Peterhead Academy pupils learn lifesaving skills

A number of Peterhead Academy pupils learned lifesaving skills when firefighters from the Scottish Fire and Rescue Service taught them CPR.

Thursday, 15th July 2021, 4:34 pm
Updated Thursday, 15th July 2021, 4:34 pm
Firefighters teach CPR at Peterhead Academy

The event was run prior to the start of the school holidays in conjunction with Developing the Young Workforce (DYW) North East.

DYW is the Scottish Government’s national strategy for strengthening links between businesses and education with the headline aim of reducing youth unemployment by 40 per cent by 2021.

The aim of the event itself was not only to provide lifesaving training to the young people, but to allow them to share their experiences of interacting with the emergency services.

In addition, it is hoped that boosting their confidence in learning skills will assist them in the finding of employment.

Pupils were also given the opportunity to ask questions, as some of them are considering a career in the emergency services.

Sam Foley, employer schools coordinator for DYW North East, said: “The importance of knowing CPR was highlighted recently during the 2020 European Championships.

"Danish footballer Christian Eriksen went into cardiac arrest when he collapsed on the pitch during a match against Finland.

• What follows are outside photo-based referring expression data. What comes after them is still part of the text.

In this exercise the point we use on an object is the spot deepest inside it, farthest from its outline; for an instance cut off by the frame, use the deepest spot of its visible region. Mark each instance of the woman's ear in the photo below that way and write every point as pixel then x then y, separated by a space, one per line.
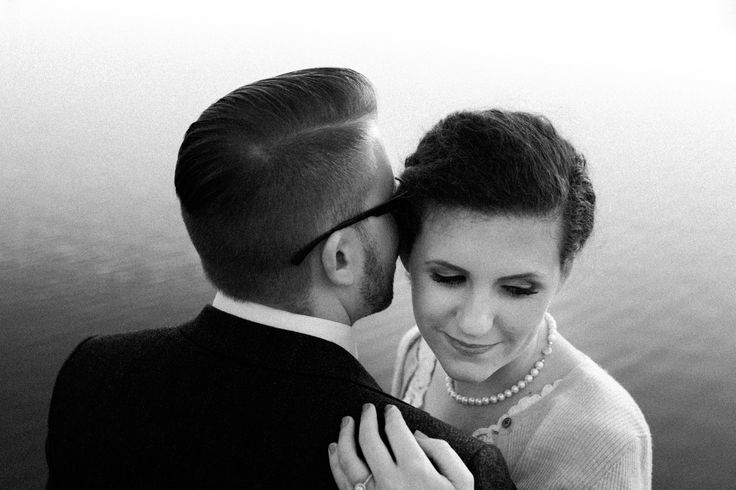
pixel 564 273
pixel 341 257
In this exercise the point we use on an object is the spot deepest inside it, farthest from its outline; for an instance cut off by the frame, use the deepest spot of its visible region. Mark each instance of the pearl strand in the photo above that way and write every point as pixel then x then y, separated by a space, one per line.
pixel 514 389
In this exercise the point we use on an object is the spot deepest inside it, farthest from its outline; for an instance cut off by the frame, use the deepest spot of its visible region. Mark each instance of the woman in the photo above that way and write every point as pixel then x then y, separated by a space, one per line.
pixel 498 206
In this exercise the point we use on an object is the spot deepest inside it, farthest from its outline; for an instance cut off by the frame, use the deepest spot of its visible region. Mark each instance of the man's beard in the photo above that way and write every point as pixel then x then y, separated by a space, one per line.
pixel 377 288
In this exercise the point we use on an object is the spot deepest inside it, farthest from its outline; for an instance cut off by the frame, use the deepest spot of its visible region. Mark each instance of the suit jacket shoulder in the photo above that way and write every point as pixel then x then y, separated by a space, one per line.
pixel 218 402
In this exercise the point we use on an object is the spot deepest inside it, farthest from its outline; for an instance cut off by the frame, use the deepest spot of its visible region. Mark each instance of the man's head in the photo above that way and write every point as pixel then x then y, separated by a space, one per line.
pixel 276 163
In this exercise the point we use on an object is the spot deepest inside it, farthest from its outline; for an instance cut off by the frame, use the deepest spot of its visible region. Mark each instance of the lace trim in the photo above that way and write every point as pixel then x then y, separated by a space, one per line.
pixel 422 376
pixel 488 434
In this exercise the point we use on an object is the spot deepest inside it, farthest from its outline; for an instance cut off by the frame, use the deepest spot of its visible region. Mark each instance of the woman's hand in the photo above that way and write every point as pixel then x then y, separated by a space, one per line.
pixel 414 454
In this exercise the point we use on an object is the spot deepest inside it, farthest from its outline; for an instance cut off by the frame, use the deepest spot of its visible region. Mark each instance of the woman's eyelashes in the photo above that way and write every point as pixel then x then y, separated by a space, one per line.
pixel 521 291
pixel 458 279
pixel 450 280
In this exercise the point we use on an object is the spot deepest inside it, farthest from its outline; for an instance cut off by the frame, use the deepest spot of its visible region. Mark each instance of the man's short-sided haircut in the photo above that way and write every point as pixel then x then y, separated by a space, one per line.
pixel 265 169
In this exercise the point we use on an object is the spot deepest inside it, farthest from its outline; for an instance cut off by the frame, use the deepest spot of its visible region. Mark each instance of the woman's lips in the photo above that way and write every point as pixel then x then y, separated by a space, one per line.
pixel 468 349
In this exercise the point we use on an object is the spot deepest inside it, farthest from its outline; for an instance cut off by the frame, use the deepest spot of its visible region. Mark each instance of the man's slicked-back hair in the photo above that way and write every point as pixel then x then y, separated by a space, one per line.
pixel 265 169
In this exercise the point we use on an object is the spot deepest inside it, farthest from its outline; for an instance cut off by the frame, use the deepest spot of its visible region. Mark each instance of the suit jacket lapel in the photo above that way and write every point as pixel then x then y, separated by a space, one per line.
pixel 251 343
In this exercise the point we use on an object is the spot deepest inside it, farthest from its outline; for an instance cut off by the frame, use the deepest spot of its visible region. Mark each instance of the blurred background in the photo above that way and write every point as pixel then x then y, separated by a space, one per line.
pixel 95 98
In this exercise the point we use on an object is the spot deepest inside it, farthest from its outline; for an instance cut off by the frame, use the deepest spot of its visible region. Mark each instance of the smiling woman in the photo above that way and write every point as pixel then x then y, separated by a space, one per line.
pixel 499 205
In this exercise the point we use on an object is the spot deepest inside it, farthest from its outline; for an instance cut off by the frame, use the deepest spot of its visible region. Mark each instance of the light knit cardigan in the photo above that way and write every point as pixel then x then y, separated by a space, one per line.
pixel 584 431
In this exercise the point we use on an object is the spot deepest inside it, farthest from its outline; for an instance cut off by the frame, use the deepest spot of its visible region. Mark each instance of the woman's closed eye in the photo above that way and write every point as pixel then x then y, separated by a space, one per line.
pixel 521 291
pixel 450 280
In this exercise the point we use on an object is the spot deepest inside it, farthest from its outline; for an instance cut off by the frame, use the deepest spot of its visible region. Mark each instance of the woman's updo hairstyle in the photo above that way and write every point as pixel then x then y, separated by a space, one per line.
pixel 499 163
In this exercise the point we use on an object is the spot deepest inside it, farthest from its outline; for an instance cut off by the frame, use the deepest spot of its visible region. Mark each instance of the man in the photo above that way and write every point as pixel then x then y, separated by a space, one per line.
pixel 284 190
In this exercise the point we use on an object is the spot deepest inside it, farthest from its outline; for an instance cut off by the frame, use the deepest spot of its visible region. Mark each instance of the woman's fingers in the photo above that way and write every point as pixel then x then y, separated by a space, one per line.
pixel 347 467
pixel 403 444
pixel 341 479
pixel 446 460
pixel 374 450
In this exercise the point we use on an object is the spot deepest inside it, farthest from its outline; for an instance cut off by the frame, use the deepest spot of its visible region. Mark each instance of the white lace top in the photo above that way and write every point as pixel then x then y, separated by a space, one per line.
pixel 582 431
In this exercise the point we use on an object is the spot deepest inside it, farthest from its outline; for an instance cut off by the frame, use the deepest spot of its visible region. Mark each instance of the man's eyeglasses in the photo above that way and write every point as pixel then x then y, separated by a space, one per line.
pixel 379 210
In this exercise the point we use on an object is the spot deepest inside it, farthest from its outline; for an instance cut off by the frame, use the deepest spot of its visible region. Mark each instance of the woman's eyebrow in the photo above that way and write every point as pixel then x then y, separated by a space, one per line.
pixel 445 264
pixel 526 275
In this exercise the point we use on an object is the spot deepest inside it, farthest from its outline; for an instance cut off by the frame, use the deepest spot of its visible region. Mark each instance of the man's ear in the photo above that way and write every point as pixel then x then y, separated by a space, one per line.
pixel 404 257
pixel 341 257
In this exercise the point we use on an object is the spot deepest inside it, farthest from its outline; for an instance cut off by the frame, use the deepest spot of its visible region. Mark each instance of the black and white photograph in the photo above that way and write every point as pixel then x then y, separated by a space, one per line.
pixel 386 245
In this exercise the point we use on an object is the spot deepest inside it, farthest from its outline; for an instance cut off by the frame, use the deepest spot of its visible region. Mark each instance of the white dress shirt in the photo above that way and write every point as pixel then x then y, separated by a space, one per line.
pixel 335 332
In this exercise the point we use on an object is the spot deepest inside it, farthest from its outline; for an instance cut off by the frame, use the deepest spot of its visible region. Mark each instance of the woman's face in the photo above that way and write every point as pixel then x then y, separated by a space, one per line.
pixel 480 287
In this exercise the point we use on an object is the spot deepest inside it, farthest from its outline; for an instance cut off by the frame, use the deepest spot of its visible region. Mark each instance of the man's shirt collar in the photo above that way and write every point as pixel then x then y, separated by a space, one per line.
pixel 335 332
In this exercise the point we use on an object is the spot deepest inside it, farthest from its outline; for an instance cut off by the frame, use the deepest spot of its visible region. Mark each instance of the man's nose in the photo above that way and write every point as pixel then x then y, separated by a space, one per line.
pixel 476 313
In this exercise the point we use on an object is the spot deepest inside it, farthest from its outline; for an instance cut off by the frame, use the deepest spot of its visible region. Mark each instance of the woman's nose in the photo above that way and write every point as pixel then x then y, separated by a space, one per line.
pixel 476 315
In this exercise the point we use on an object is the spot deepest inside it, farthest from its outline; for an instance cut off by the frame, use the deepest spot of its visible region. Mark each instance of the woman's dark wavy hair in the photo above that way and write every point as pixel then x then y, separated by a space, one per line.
pixel 499 163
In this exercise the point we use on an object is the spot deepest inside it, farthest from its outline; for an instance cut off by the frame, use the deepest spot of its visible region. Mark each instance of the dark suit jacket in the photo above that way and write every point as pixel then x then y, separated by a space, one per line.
pixel 218 402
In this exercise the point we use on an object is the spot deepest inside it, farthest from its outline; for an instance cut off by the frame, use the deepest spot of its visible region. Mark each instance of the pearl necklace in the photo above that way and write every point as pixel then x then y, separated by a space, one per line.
pixel 520 385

"It is likely his life was saved by the prompt actions of the medical team administering CPR.

“Learning CPR is absolutely vital as the survival rate of a cardiac arrest drops ten percent for every minute a person suffers an out of hospital cardiac arrest.

"Prompt bystander action can greatly increase the chance of survival, so we want to give our young people the key skills needed if they ever come across an out of hospital cardiac arrest.”

DYW North East aims to bridge the gap between employers and education.

It strives to help young people gain the vital skills and knowledge needed to find fulfilling careers.

DYW North East tries to create long-lasting partnerships with local employers to help them fully appreciate the benefits of employing young people.

It not only gives employers the chance to develop young people’s skills, but also have a say in shaping the curriculum in meeting vocational standards.